TP: How are you structuring the panel discussions that comprise the conference?
SP: What we are trying to do is set up the speakers in an intelligent way that connects the subjects. Let’s say we begin with youth, which links into music and that links into fashion, art into design, innovation into sustainability. We want a rolling conversation that threads together.
TS: The underlying theme is anticipating future culture, so it will all be focused around that. It might be Gary Aspden from Adidas talking about his design process and how that can play into other areas of culture; or it could be Stuart Holt from Javelin Block, who reanimates buildings of the past to make them relevant for the future.
TP: Forefront has a focus on the youth of tomorrow. Was that a conscious decision?
TS: The way that the Forefront brand is being positioned does lend itself to youth cultures, but what we’re looking to do is throw the doors open and connect people. If it’s a lot of younger people, great, but the bigger focus is to get likeminded, open and collaborative individuals in the room.

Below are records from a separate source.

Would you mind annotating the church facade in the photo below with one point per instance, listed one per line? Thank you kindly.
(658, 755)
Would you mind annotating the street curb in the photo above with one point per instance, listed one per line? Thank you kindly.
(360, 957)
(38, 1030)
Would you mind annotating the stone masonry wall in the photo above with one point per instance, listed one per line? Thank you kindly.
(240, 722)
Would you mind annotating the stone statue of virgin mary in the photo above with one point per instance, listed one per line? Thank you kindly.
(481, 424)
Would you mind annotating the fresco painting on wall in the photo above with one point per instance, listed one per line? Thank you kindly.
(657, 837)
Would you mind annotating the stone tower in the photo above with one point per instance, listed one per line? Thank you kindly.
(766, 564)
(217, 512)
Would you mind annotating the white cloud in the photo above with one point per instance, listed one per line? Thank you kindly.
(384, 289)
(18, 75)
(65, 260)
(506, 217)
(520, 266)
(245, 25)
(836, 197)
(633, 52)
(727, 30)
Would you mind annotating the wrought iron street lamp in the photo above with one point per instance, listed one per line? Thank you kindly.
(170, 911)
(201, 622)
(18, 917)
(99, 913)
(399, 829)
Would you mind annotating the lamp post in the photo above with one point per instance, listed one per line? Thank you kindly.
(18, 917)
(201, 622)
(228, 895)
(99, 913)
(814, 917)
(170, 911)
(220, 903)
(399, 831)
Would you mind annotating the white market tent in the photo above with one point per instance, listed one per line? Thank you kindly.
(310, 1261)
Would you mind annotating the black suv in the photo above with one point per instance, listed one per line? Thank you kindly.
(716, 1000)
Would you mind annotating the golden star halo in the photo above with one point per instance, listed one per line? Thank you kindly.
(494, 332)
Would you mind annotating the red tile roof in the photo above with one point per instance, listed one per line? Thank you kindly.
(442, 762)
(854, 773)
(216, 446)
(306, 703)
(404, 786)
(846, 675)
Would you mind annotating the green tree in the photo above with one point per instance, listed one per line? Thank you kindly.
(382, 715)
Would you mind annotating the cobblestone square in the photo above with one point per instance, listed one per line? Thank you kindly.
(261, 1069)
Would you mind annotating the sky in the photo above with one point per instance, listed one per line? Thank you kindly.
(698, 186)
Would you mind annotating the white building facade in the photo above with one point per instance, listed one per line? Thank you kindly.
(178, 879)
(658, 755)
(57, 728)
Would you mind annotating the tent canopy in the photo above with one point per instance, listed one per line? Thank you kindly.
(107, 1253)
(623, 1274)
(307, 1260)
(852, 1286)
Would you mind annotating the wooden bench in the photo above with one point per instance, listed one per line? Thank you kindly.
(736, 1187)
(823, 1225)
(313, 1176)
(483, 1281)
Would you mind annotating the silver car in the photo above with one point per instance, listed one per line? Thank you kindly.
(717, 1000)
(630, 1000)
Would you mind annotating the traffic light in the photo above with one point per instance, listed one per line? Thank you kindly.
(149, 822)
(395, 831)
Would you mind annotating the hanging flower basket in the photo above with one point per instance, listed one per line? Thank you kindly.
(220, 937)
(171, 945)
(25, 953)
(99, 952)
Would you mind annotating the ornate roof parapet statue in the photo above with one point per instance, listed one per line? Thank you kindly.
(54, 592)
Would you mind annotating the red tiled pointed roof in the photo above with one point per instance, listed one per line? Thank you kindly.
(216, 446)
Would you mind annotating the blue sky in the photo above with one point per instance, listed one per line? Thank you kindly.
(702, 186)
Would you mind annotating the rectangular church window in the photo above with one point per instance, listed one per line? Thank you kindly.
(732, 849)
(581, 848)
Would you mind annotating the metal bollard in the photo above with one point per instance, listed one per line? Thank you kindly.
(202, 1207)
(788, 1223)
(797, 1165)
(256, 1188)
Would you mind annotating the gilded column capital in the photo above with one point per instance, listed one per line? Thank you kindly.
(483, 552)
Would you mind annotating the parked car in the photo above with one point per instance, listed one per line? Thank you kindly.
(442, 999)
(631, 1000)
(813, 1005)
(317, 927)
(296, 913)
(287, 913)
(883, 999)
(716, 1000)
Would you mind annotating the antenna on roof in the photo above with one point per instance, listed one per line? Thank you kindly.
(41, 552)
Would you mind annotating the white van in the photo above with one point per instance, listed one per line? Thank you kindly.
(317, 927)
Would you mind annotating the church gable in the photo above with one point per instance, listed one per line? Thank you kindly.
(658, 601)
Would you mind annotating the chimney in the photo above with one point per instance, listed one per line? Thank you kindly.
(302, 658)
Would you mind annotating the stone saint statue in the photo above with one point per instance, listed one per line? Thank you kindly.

SP: When we talk about the future we are thinking about what the next generation’s behaviour is going to be like. Youth is important, but we’ve got a very broad spectrum of speakers representing a lot of different mindsets, places and ages, and we want to make sure that we are covering a diverse set of subjects through different lenses.
TP: Has your Australian identity played a role in the way Forefront has come about?
TS: There’s a real need in Australia for creative minds to connect, and I think that the spirit with which we’re going about it is what makes Forefront uniquely Australian. We want to develop new initiatives to support Australian creativity and those who are willing to look to the greater good, not necessarily always in pursuit of a commercial outcome.